Relative to the reference material employed (comparison), which describes the current state of the art, the graft polymers according to the invention are distinguished by excellent processing behaviour. The mechanical properties, such as strength values, modulus values and hardness values, are at the level of the reference material. The tear-propagation resistance values of the polymers according to the invention are improved. Particularly positive is the increase in the dynamic loss angle, tan delta, at low temperatures (−20° C.), which is generally accepted in the industry as an indication of improved wet properties of tyres, and the lowering of the dynamic loss angle at high temperatures (60° C.). This lowering correlates with the rolling resistance of tyres and is all the better, the smaller the loss angle. [0077]
The polymers according to the invention are products which can be processed well and with which tyre-treads can be compounded, the properties of which, particularly handling in the wet and/or rolling resistance, are clearly improved in comparison with the state of the art. [0078]

Claims

1. Metallized, unsaturated polymer anions stabilized by coordinate bonding and having a high proportion of cis double bonds, capable of being prepared by polymerisation of unsaturated monomers in the presence of rare-earth-metal catalysts, with the proviso that the polymers that are obtained in this way contain 1.0 to 1000 mmol of active hydrogen atoms per 100 g of polymer, and by subsequent reaction of the polymers that are obtained with reagents capable of coordinate bonding in the presence of organometallic compounds, the organometallic compounds being employed in quantities from 1.0 to 1000 mmol per 100 g of polymer.
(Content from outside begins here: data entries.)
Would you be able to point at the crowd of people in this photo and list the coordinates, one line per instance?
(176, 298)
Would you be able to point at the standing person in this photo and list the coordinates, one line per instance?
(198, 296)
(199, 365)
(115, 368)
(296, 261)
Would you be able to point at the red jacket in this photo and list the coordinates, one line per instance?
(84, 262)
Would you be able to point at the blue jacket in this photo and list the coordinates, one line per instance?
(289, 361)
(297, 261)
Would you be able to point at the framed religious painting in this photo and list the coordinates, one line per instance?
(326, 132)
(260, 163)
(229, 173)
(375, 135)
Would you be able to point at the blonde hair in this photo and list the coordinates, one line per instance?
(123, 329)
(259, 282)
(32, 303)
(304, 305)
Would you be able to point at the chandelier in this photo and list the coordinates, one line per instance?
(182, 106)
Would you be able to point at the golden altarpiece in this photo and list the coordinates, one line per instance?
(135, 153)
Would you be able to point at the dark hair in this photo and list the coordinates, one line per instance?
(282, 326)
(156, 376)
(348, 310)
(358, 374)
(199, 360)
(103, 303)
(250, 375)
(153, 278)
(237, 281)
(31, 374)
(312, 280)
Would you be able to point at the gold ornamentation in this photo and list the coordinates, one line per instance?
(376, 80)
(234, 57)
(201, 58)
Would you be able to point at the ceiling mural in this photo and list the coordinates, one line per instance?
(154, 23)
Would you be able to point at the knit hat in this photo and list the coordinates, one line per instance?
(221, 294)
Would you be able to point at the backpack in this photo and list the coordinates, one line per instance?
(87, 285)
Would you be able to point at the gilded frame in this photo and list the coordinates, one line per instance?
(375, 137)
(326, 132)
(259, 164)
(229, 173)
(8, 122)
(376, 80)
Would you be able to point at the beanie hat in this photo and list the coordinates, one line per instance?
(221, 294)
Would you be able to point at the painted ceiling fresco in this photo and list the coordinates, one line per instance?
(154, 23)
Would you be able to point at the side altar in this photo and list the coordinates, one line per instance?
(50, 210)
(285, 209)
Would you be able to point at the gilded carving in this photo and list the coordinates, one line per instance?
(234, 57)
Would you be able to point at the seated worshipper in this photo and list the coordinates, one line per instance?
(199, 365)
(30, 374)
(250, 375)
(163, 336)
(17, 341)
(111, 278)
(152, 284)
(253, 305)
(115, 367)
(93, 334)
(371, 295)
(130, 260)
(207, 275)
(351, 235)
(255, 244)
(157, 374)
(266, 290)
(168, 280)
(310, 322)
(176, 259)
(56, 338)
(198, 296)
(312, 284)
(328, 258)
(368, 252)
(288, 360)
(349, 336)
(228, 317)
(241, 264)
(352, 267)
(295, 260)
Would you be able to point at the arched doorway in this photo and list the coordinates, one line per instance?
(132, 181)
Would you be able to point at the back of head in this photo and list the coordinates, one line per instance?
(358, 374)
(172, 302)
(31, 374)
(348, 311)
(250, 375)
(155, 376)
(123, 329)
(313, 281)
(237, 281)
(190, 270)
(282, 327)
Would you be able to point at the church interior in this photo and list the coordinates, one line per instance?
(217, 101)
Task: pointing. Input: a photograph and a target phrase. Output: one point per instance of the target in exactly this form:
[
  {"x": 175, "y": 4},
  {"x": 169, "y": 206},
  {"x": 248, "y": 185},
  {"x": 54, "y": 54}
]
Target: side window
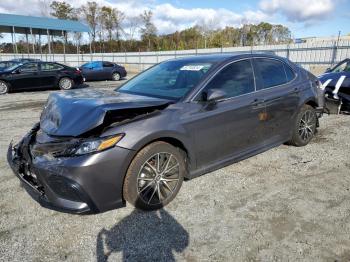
[
  {"x": 235, "y": 79},
  {"x": 87, "y": 65},
  {"x": 107, "y": 64},
  {"x": 96, "y": 65},
  {"x": 30, "y": 67},
  {"x": 270, "y": 72},
  {"x": 50, "y": 67},
  {"x": 289, "y": 73}
]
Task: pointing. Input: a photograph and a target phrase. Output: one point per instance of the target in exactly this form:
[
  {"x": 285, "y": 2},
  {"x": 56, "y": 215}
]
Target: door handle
[
  {"x": 258, "y": 103},
  {"x": 296, "y": 90}
]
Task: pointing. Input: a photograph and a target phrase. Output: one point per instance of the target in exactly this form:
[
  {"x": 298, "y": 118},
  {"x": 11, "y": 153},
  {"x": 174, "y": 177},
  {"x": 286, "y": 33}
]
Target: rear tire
[
  {"x": 65, "y": 83},
  {"x": 154, "y": 176},
  {"x": 116, "y": 76},
  {"x": 4, "y": 88},
  {"x": 304, "y": 128}
]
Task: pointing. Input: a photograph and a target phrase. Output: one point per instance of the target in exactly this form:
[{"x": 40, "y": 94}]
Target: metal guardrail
[{"x": 325, "y": 54}]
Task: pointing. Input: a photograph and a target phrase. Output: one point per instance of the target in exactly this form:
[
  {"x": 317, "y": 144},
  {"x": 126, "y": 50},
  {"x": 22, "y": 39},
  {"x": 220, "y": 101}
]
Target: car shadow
[{"x": 143, "y": 236}]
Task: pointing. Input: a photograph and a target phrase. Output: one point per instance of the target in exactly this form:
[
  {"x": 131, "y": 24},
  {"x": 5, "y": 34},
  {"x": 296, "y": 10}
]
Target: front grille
[{"x": 64, "y": 189}]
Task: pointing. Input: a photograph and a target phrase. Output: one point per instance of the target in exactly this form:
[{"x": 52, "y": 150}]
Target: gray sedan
[{"x": 93, "y": 151}]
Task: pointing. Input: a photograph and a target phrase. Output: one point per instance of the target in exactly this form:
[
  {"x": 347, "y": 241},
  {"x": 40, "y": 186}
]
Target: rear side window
[
  {"x": 93, "y": 65},
  {"x": 28, "y": 68},
  {"x": 271, "y": 72},
  {"x": 50, "y": 67},
  {"x": 235, "y": 79},
  {"x": 107, "y": 64},
  {"x": 289, "y": 73}
]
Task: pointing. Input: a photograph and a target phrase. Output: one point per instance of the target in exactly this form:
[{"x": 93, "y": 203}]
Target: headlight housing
[{"x": 97, "y": 145}]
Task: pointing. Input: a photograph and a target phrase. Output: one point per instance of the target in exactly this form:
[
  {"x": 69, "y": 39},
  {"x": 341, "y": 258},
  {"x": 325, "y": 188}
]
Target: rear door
[
  {"x": 26, "y": 76},
  {"x": 230, "y": 126},
  {"x": 278, "y": 88},
  {"x": 108, "y": 70},
  {"x": 49, "y": 73}
]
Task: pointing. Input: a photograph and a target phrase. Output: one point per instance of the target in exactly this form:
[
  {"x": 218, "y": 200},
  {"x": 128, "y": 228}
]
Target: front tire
[
  {"x": 65, "y": 83},
  {"x": 116, "y": 76},
  {"x": 154, "y": 176},
  {"x": 304, "y": 128},
  {"x": 4, "y": 88}
]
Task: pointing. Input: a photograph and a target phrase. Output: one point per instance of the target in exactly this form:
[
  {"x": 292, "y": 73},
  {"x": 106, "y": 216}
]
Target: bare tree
[
  {"x": 119, "y": 18},
  {"x": 108, "y": 19},
  {"x": 90, "y": 13},
  {"x": 149, "y": 30}
]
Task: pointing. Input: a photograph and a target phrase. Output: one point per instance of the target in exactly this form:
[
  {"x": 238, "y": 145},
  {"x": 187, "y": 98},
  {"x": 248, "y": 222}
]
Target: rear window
[
  {"x": 107, "y": 64},
  {"x": 271, "y": 72},
  {"x": 289, "y": 73},
  {"x": 50, "y": 67}
]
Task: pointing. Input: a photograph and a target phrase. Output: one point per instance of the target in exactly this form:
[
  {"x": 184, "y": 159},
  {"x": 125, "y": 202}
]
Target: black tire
[
  {"x": 146, "y": 189},
  {"x": 116, "y": 76},
  {"x": 4, "y": 88},
  {"x": 65, "y": 83},
  {"x": 305, "y": 125}
]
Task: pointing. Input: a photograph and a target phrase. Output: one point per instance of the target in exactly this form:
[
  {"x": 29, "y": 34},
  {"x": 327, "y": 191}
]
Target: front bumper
[{"x": 84, "y": 184}]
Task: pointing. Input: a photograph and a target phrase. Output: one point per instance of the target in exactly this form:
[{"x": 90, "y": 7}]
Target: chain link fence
[{"x": 314, "y": 56}]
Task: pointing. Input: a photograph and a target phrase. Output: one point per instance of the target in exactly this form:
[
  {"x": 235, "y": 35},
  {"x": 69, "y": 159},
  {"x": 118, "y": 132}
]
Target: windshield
[{"x": 170, "y": 80}]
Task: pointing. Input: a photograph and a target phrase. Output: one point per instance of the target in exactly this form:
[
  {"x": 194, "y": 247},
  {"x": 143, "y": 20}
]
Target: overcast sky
[{"x": 303, "y": 17}]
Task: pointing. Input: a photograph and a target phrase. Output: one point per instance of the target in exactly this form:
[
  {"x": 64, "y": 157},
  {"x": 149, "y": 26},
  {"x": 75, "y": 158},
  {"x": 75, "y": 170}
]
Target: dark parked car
[
  {"x": 94, "y": 150},
  {"x": 23, "y": 60},
  {"x": 6, "y": 64},
  {"x": 336, "y": 81},
  {"x": 33, "y": 75},
  {"x": 102, "y": 70}
]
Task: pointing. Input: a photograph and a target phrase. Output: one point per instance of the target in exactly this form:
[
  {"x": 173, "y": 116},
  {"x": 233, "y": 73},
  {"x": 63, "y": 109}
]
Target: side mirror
[{"x": 213, "y": 95}]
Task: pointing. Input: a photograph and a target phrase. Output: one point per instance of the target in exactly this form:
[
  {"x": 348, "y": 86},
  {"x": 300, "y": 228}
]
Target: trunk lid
[{"x": 76, "y": 112}]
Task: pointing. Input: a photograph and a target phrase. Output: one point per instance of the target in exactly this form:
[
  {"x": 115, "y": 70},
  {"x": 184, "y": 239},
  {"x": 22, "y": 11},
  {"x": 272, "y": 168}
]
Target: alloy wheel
[
  {"x": 65, "y": 83},
  {"x": 158, "y": 178},
  {"x": 116, "y": 77},
  {"x": 307, "y": 125},
  {"x": 3, "y": 88}
]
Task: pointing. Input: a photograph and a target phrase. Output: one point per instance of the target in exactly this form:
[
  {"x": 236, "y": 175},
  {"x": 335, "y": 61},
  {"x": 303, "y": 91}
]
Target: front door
[
  {"x": 229, "y": 127},
  {"x": 49, "y": 74},
  {"x": 277, "y": 87},
  {"x": 26, "y": 76}
]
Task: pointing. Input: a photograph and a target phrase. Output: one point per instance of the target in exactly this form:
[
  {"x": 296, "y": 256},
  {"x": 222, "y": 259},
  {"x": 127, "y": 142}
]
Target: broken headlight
[{"x": 97, "y": 145}]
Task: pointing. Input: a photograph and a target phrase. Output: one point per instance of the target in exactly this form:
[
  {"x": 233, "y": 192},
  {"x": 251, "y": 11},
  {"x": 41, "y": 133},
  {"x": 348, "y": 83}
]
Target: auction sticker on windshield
[{"x": 195, "y": 67}]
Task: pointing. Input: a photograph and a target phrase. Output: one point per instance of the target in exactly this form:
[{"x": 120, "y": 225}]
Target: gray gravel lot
[{"x": 286, "y": 204}]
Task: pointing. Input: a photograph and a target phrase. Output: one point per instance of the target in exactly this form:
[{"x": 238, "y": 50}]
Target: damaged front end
[
  {"x": 66, "y": 164},
  {"x": 337, "y": 93},
  {"x": 44, "y": 176}
]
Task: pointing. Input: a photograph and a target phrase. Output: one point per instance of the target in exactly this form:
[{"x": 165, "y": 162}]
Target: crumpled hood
[{"x": 75, "y": 112}]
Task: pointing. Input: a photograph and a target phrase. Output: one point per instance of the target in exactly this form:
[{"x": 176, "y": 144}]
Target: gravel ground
[{"x": 286, "y": 204}]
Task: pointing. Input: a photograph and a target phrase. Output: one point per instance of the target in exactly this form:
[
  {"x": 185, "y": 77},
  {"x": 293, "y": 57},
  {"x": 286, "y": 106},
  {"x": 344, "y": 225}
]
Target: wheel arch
[
  {"x": 8, "y": 84},
  {"x": 174, "y": 141}
]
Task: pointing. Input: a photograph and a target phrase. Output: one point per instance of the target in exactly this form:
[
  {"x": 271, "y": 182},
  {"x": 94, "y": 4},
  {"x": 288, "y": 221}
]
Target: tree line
[{"x": 113, "y": 31}]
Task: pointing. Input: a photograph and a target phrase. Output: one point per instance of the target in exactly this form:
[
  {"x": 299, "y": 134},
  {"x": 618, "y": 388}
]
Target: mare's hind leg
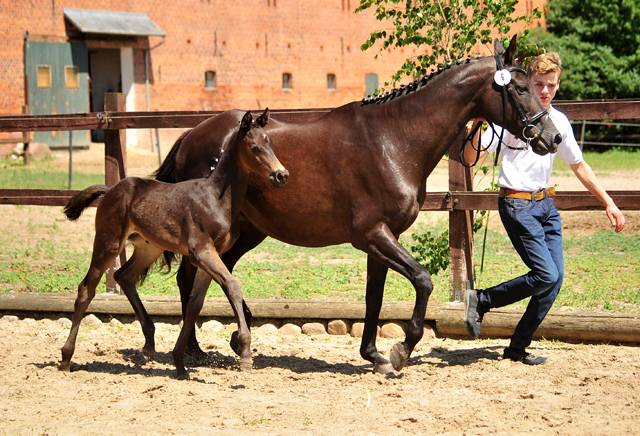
[
  {"x": 376, "y": 276},
  {"x": 104, "y": 254},
  {"x": 383, "y": 246},
  {"x": 144, "y": 255}
]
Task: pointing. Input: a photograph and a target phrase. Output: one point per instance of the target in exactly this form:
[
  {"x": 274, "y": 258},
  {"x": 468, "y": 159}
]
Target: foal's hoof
[
  {"x": 382, "y": 368},
  {"x": 182, "y": 375},
  {"x": 398, "y": 356},
  {"x": 147, "y": 355},
  {"x": 246, "y": 365},
  {"x": 235, "y": 345}
]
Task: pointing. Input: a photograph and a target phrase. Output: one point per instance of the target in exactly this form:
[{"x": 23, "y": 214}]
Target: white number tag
[{"x": 502, "y": 77}]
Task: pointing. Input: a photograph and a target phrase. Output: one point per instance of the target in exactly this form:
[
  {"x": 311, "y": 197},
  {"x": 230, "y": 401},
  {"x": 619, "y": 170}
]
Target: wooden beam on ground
[{"x": 448, "y": 317}]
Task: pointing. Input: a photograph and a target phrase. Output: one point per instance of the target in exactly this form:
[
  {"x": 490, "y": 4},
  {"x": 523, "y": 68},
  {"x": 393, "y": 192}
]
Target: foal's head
[{"x": 255, "y": 152}]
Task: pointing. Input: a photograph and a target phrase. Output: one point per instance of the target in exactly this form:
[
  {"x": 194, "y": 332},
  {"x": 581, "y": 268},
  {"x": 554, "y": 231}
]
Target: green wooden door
[{"x": 58, "y": 77}]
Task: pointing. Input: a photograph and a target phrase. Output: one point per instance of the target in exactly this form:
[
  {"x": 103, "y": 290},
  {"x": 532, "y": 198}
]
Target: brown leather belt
[{"x": 533, "y": 196}]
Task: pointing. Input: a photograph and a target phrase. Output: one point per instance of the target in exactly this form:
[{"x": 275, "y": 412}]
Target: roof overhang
[{"x": 112, "y": 23}]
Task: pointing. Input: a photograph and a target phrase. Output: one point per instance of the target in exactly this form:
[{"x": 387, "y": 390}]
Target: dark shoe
[
  {"x": 520, "y": 355},
  {"x": 473, "y": 312}
]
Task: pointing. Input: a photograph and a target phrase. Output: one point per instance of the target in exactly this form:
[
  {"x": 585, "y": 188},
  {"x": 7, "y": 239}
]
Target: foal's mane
[{"x": 415, "y": 85}]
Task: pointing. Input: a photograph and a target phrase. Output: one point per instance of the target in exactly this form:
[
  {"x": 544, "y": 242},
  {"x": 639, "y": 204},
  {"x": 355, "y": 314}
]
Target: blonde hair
[{"x": 545, "y": 63}]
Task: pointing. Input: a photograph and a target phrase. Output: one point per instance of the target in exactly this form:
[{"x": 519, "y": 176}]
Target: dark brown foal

2. Process for preparing metallized, unsaturated polymer anions stabilized by coordinate bonding and having a high proportion of cis double bonds, characterised in that unsaturated monomers are polymerised in the presence of rare-earth-metal catalysts, with the proviso that the polymers that are obtained in this way contain 1.0 to 1000 mmol of active hydrogen atoms per 100 g of polymer, and the polymer that is obtained is subsequently caused to react with reagents capable of coordinate bonding in the presence of organometallic compounds, the organometallic compounds being employed in quantities from 1.0 to 1000 mmol per 100 g of polymer.

3. Use of the metallized polymer anions according to claim 1 for the preparation of graft polymers that are obtained by reaction of the metallized polymer anions with anionically polymerisable, non-polar monomers.

4. Use of the graft polymers according to claim 3 for the preparation of rubber mouldings of all types and also for modifying the impact strength of thermoplastics.